18 April 2013
A new study has examined the cognitive effects of hormone therapy on memory, language and concentration in menopausal women.
A study, published in the Menopause journal, examined the effects of hormone replacement therapy (HRT) E2D, which used a combination of hormones estradiol and drospirenone to treat women. Early postmenopausal women aged between 49 and 55 who had never used HRT were assessed over a six-month period.
The treatment resulted in significant improvement in menopausal symptoms including hot flushes, night sweats, and sexual function, and it lowered blood pressure and weight in comparison to those who were treated with an identical placebo.
The women also underwent cognitive assessment and were asked to perform mental tasks during a brain-imaging (MRI) scan.
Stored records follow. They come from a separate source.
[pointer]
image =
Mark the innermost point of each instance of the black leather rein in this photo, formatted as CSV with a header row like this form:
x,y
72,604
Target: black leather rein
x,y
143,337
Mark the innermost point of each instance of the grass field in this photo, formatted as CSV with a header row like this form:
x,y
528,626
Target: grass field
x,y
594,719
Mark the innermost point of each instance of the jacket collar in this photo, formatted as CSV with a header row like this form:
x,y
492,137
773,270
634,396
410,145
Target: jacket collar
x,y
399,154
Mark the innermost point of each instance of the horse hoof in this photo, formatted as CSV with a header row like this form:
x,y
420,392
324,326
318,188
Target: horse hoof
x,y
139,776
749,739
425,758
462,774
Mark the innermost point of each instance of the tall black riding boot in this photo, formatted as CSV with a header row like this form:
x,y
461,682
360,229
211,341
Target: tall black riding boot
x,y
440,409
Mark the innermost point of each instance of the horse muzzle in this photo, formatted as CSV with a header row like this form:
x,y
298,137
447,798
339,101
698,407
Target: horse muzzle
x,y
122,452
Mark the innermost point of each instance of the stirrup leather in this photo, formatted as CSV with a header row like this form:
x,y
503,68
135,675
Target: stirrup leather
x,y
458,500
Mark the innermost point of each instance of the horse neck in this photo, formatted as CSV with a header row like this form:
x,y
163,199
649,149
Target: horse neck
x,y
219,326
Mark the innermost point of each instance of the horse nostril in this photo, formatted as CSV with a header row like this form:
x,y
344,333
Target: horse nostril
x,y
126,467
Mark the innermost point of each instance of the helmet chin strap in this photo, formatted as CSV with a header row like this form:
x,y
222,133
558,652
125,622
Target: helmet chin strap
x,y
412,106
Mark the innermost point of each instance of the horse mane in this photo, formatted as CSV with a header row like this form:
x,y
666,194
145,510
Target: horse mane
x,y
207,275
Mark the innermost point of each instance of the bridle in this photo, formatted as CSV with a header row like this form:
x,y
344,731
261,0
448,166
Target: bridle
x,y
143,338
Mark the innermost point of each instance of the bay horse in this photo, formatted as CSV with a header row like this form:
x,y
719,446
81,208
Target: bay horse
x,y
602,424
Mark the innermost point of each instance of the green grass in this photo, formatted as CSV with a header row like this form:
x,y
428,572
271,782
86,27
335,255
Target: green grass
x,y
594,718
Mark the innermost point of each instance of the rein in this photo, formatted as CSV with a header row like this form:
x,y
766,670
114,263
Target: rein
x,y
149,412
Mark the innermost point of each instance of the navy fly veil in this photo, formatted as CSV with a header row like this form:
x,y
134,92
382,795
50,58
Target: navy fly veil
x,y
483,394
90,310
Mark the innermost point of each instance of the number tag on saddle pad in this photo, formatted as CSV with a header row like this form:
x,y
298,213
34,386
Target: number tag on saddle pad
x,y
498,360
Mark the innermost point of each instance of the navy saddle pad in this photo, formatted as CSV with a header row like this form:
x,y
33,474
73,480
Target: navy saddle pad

Estradiol, a form of oestrogen combined with drospirenone, a progestin, were found to have no effect on the cognitive performance of early postmenopausal women.
Professor Susan Davis, Director of the Women's Health Research Program in the Monash University School of Public Health and Preventive Medicine, said there had long been debate about the safety of hormone replacement therapies and the potential adverse effects on cognitive function in women.
“These findings are reassuring for women,” Professor Davis said.
“We report, for the first time, that drospirenone combined with estradiol has no overall effect on the cognitive performance of postmenopausal women examined over a 26-week period.
“Although hormone replacement therapy is no quick fix to the challenge of menopause, it does show that the E2D treatment can be useful in the overall management of menopause, and without adversely effecting cognitive ability.”
Professor Davis said memory and mood complaints were frequent in women after menopause due to oestrogen deficiency, including a lack of clarity of thought and memory or word-finding difficulties.